Rose would surely have been a first ballot Hall of Famer if not for the Hall of Fame changing the rules after MLB banned Rose for life for the gambling that he did while managing the Cincinnati Reds after he retired as a player. In the first 55 years of its existence, the Hall of Fame never had a rule barring someone who is on the banned list from being on the Hall of Fame ballot but in 1991 the Hall hastily implemented such a rule just before Rose would have become eligible to appear on the Hall of Fame ballot. Thus, the Hall of Fame voters never had a chance to decide whether or not to vote him in, so Rose's situation differs completely from that of guys like Mark McGwire and Barry Bonds; many people believe that McGwire and Bonds used performance-enhancing drugs (PEDs) and thus McGwire has received few Hall of Fame votes and Bonds may also get much less support than he otherwise would have--but McGwire is on the ballot and as things stand now Bonds will be on the ballot as soon as he becomes eligible. Apparently, Rose is the only baseball player in history who MLB has decided is beyond redemption and forgiveness, something that is ironic and sad considering how Josh Hamilton is praised for overcoming his addictions and that the Hall of Fame has already opened its doors to someone who was suspended for one year for consorting with gamblers (Leo Durocher) and a player who was convicted of drug smuggling (Orlando Cepeda).
Rose was selected to the All-Star team 17 times and he started at five different positions (second base, left field, right field, third base and first base). If Rose had been allowed to participate in the pregame ceremony then MLB would have had to clone him in order for him to simultaneously be present at all the spots on the field where he played at an All-Star level. Yes, there are Hall of Famers who made the All-Star team at multiple positions but as far as I know Rose is the only player who started at five different positions in All-Star play.

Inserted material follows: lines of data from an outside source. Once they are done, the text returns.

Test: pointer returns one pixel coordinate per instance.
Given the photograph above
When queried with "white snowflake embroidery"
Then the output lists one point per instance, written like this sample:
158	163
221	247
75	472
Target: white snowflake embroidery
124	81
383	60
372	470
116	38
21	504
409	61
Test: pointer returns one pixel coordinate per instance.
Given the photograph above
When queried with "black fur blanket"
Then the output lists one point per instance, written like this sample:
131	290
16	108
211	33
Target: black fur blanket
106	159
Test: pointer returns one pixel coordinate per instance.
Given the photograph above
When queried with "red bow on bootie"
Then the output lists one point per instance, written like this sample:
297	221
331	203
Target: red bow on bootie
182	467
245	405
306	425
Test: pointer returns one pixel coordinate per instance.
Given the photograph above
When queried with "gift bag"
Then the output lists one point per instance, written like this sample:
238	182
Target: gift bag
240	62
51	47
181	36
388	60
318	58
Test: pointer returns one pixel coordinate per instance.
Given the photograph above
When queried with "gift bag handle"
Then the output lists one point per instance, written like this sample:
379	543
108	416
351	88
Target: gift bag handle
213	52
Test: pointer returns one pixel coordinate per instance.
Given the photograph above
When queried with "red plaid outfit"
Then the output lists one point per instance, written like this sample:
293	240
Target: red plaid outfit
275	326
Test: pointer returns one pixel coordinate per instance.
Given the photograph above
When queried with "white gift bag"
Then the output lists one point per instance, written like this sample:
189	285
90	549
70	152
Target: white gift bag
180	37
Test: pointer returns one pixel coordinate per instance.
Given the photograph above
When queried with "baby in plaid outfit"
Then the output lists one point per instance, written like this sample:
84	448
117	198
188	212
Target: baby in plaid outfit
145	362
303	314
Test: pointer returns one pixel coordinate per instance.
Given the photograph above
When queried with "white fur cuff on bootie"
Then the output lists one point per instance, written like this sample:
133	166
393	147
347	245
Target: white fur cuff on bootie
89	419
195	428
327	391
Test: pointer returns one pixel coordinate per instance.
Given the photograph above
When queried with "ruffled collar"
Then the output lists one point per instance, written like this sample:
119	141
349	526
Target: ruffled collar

The ceremony was great but I found myself wondering which position Rose would have represented and how big of an ovation he would have received. He received louder cheers than anyone else when MLB had to begrudgingly include him in a similar ceremony in 1999 when the All-Century Team was chosen. The difference in that case is that corporate sponsor MasterCard insisted on including Rose, a strong indication that MLB's stance regarding Rose is hypocritical and not truly a moral stance based on upholding the integrity of the game: basically, if the price is right then MLB will recognize Rose but otherwise he is ostracized. Rose committed a serious offense and I don't think that he should be allowed to manage again but it is terrible for MLB to act like his honestly achieved playing accomplishments never took place and it will be disgusting if even one PED cheater is inducted in the Hall of Fame, especially if Rose continues to be banned.